As America entered the 20th century, the story of the middle class became more complex, Mr. Blumin said.
The growth of labor unions moved some blue-collar workers up the income ladder toward middle-class lifestyles, while the development of department stores and other large offices led to a "white-collar proletariat."
"They may have been salary earners," Mr. Blumin said, "but their pay was very low, their work was tedious, they were in large organizations."
These new white collar masses "had very little chance for promotion or entrepreneurship," he said, "and so more and more, in insurance and shipping and banking companies, as office work expanded and the typewriter prevailed, women become more and more pervasive and they were paid less."
As the 20th century wore on, two major events reshaped the middle class -- the Great Depression, which plunged millions into poverty, and World War II, which sent millions of men overseas and ushered even more women into the workforce.
Some economists trace the modern middle class to critical government decisions that were made as the nation emerged from the world war.
One was the G.I. Bill, which raised the educational level of millions of veterans at bargain rates. Mr. Blumin, who wrote a book about that program, said many Americans don't realize that the bill helped more veterans with non-college training than it did with university education`.
"About 2.2 million people went to college under the G.I. Bill, but 5.6 million had sub-college training," he said. "And a lot of those classes were in the emerging technical jobs in society, like auto repair or TV and radio repair."
The other major federal initiative was subsidy programs to help returning veterans become homeowners. The Federal Housing Administration, which had been set up in the middle of the Depression, helped spur the construction of thousands of new suburban houses with its mortgage insurance programs, and those housing developments were increasingly linked to major cities by the fast-growing Interstate Highway System.

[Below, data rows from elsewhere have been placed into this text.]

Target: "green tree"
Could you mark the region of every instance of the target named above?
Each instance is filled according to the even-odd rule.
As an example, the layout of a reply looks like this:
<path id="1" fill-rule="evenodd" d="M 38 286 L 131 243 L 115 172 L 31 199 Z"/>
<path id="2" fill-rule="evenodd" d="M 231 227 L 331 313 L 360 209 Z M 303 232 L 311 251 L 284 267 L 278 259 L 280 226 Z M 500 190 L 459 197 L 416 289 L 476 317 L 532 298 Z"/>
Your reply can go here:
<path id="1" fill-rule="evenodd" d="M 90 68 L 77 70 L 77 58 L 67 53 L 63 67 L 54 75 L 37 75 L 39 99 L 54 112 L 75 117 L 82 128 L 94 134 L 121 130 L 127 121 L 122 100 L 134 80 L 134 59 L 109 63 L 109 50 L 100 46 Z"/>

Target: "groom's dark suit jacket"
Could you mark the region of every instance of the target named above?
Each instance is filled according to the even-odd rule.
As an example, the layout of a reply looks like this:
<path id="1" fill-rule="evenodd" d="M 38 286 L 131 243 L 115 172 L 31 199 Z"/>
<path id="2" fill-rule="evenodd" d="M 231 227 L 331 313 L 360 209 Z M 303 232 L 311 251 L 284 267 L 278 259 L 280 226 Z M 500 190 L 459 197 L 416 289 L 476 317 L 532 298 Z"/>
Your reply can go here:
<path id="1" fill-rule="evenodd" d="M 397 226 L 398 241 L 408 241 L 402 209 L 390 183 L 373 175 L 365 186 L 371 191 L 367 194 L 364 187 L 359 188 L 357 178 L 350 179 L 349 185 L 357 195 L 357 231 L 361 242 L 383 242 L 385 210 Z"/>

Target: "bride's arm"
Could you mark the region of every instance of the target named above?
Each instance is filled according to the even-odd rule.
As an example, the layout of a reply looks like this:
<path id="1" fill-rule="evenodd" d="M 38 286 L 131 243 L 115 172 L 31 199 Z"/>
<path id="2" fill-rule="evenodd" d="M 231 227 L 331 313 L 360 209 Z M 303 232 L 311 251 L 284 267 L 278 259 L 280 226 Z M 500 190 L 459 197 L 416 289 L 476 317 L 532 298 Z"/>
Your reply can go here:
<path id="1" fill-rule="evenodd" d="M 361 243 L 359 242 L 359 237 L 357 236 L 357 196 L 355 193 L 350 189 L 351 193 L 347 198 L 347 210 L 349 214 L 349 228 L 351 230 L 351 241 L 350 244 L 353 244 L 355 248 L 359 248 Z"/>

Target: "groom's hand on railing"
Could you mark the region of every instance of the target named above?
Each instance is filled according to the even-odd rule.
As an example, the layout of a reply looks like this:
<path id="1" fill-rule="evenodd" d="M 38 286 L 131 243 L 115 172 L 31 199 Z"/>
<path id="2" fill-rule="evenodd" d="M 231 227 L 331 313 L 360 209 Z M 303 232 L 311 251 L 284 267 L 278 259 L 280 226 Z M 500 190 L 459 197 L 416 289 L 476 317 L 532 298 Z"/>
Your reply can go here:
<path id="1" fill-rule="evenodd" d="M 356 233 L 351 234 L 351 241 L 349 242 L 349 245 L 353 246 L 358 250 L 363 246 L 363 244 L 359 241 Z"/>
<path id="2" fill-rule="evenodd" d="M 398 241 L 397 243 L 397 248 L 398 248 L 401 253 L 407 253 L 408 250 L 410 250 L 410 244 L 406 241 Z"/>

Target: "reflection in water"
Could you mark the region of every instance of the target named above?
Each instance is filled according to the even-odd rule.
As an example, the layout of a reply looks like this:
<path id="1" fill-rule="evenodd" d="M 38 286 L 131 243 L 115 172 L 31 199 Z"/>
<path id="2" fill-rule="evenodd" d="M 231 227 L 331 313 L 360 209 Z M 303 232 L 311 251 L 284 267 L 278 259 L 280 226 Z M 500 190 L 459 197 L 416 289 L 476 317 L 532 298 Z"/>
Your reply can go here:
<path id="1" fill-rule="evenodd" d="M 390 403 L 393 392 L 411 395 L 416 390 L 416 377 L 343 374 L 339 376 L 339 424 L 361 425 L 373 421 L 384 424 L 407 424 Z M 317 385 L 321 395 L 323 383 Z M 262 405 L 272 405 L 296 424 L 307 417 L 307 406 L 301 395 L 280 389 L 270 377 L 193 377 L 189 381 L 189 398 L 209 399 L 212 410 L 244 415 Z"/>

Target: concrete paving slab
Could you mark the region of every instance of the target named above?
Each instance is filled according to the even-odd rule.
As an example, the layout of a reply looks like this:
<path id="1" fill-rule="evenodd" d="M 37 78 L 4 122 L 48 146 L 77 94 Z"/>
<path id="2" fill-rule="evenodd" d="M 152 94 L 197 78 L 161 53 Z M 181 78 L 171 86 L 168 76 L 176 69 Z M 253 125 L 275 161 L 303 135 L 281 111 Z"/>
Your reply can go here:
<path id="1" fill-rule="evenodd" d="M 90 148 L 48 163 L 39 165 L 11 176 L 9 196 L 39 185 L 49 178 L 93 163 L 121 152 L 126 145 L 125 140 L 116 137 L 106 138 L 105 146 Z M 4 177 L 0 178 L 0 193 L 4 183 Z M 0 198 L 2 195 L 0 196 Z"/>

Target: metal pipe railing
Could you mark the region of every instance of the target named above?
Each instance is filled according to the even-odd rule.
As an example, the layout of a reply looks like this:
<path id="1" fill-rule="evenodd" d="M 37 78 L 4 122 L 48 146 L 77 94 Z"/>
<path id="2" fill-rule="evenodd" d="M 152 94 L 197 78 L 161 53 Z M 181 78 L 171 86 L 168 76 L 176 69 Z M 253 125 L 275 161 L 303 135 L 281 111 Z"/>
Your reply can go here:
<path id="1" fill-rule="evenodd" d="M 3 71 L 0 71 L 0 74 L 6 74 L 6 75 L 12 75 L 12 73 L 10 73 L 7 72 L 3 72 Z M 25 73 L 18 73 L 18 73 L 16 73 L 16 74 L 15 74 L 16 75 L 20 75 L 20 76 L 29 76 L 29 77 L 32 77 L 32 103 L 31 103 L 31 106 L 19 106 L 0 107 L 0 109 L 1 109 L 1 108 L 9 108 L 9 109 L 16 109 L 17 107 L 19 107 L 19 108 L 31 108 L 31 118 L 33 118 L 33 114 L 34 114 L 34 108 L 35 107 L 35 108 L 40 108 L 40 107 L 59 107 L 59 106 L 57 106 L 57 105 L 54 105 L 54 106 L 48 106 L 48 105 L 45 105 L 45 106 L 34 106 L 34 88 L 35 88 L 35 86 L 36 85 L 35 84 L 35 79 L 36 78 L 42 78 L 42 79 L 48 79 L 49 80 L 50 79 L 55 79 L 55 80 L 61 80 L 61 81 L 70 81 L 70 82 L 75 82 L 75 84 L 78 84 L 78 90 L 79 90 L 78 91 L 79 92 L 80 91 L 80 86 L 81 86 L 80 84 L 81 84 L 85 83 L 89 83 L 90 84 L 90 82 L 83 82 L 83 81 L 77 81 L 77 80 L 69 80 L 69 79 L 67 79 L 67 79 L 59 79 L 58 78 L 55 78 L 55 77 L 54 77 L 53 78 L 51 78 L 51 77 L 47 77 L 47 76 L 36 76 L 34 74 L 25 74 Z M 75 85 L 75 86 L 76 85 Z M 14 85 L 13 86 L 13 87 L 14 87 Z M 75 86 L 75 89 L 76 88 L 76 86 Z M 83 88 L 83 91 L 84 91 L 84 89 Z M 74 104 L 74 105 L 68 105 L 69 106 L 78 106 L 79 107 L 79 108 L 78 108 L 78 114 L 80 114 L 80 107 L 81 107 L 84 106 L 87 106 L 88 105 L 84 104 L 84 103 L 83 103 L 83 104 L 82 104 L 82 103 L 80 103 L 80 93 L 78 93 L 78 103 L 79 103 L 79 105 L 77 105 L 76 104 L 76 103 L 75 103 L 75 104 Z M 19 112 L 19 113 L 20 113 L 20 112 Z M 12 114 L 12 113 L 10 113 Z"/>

These policies helped build a strong middle class, but one other major development -- easier credit for middle-income Americans over the past 40 years -- has had mixed blessings.
On one hand, it has allowed people to get mortgages and make major consumer purchases more easily. On the other hand, it has created serious debt problems for millions of Americans and played a critical role in the recent housing collapse.
Sylvia Allegretto, a research economist at the University of California at Berkeley, said the expansion of credit has created two middle classes.
"I've always lived below my means," said Ms. Allegretto, who grew up in Western Pennsylvania as the daughter of a union painter and a factory worker, "but I have friends who always have the latest gadgets and cars, which is why we collectively have so much debt, right?
"And when I went to college, there also weren't credit card companies sitting out there waiting to hand you a free credit card the minute you walked in the door. There is a different culture out there today."
The Berkeley economist also worries that many of today's younger middle-class families do not have the same sense of social cohesion and shared values that their parents and grandparents had.
"I think that those older generations had more of a sense of community as Americans, both a sense of the victory after the war and coming out of the Depression.
"After the Depression, we had the Federal Deposit Insurance Corporation that prevented runs on the banks, we had unemployment insurance -- and people knew these things were going to help them, because they had just come out of the Depression where they didn't have those things."
Correction/Clarification: (Published November 21, 2011) A photo of a group of women surrounding a Buick in 1952 was taken along the Allegheny River. A caption accompanying the photo Sunday as part of the Middle of Nowhere series gave an incorrect location.